What if state leaders worked off that blueprint? What if a bold, new path were forged? I hope state leaders look at the richness and diversity of Oklahoma’s tribes and say, “We should be more like that; we should invest more money in education, health care, infrastructure and the social programs that lift people up.”

I believe that if we want to build a better Oklahoma, we must work together. I hope our leaders at the state level think about our collective, long-term future. Implore them to do so, and we will all see a greater return on investment and people leading brighter and better lives.


Monday, February 1, 2016

Newest Cherokee Casino will create jobs, build up destination community

Cherokee Nation Entertainment will soon break ground on the tribe’s 10th gaming complex when work begins this spring on the Cherokee Casino near Grove. By constructing this new facility, we will create more than 175 quality jobs in Delaware County. 

The tribe’s minimum wage is well above the federal minimum wage and full-time jobs come with insurance, retirement and a full benefits package. As the new dollars circulate in the community it will improve the lives of so many people in the area. Our goal is to fill as many of these good-paying jobs with Cherokee Nation citizens as possible. Right now, there are more Cherokees working for our government and business enterprises than at any time in history. These paychecks will raise the quality of life for many people and create a brighter future for all people living in Delaware County.

We look forward to working with local officials in Grove, including the chamber of commerce, and elected leaders, to grow the local economy and enhance the area as a true destination point near beautiful Grand Lake. The tribe’s entertainment expertise, coupled with the stunning natural landscape and the opportunity to enjoy family activities on the lake, will truly drive visitors to this area of the Cherokee Nation.
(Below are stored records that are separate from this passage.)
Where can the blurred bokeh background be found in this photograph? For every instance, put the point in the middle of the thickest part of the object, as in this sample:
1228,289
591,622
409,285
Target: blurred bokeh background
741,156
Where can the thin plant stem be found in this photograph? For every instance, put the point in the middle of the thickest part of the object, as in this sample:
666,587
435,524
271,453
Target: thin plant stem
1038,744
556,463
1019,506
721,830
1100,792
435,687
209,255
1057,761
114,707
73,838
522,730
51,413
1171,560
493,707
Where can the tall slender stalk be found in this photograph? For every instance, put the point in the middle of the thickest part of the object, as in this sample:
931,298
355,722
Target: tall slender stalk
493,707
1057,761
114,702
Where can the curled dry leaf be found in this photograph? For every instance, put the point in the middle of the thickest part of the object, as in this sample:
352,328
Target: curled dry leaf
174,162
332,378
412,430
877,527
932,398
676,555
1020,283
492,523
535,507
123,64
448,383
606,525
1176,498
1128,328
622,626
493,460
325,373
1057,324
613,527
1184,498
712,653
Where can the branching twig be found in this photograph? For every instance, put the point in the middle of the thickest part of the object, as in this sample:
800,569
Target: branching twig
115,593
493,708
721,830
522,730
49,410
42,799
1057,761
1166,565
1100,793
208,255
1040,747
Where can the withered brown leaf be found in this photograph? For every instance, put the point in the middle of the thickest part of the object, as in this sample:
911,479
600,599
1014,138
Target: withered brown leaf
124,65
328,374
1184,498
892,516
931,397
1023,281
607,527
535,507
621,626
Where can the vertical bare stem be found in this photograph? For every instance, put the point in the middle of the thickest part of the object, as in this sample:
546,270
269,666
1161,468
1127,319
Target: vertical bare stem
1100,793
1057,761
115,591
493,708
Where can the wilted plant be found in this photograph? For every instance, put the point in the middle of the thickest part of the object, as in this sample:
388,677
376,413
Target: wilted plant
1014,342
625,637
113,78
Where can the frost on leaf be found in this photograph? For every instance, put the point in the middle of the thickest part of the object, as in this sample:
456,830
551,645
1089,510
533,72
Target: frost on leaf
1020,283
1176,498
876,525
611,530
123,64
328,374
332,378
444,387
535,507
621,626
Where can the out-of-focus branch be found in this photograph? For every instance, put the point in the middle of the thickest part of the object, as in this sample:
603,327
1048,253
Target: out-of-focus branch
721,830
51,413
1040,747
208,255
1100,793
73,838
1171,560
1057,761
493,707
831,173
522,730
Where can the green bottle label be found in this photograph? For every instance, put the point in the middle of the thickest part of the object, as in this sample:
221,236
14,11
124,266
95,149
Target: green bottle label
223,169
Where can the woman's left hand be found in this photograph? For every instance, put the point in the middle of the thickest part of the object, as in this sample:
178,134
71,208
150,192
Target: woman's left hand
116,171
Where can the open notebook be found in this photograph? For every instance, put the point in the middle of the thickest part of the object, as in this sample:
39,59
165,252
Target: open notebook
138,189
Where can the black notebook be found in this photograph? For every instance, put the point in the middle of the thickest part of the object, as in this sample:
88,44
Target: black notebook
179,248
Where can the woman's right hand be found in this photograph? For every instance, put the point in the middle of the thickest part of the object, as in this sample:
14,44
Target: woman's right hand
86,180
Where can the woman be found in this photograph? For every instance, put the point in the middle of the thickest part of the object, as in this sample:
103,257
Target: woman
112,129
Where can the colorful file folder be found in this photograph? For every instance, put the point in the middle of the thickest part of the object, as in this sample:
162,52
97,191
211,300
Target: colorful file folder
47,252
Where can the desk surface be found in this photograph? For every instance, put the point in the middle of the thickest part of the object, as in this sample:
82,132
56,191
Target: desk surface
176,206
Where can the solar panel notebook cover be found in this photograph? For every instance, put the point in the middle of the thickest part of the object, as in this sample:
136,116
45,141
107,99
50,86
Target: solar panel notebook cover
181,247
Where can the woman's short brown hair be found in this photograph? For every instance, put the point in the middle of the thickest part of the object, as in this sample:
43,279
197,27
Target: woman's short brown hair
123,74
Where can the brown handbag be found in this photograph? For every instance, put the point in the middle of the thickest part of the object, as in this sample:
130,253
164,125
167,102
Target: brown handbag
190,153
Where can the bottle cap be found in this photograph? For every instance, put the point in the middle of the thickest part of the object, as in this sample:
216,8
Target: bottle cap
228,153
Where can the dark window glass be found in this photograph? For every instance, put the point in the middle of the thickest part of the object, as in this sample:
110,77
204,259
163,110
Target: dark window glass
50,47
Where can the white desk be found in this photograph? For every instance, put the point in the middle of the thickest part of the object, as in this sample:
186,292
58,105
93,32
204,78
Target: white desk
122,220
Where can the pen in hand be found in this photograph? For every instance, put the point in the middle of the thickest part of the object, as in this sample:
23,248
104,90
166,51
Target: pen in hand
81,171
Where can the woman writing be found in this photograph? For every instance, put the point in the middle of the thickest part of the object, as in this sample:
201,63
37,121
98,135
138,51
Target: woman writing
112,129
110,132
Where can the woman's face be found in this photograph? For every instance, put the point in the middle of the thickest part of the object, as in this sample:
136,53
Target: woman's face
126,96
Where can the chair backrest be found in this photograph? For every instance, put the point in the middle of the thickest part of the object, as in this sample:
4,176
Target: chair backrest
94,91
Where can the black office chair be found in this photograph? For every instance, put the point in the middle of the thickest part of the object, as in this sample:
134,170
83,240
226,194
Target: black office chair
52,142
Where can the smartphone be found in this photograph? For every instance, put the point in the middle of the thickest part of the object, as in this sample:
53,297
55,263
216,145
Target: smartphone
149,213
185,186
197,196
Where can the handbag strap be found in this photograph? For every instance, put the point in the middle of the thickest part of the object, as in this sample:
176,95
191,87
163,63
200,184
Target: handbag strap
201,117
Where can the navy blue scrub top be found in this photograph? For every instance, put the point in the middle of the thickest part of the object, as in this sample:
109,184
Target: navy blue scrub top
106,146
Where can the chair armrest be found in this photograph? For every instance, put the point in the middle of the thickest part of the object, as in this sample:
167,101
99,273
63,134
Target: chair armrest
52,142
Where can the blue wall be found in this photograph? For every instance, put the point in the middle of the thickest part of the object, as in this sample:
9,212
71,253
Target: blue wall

We are proud to a play a critical role in that potential economic growth.

As jobs and visitors increase, the local schools and government will reap the benefits. Additionally, that will mean more money flowing into infrastructure needs like roads and bridges, water and sewer lines, and first responder services.

At the Cherokee Nation, we have made historic investments to improve health care by utilizing our casino profits. We have invested millions of dollars to expand clinics and build new ones, creating a better quality of life for our people and for all of northeast Oklahoma. I am so proud this new economic effort will be such a boon as it builds the local economy and provides the additional funding to expand services to the Cherokee people.

Our tribal businesses, like the forthcoming casino, play a vital role in our future as a tribe, as well as our home state. The tribe is the economic engine of this region, and we must keep pursuing opportunities to grow that impact, create jobs and further economic development for our friends and family.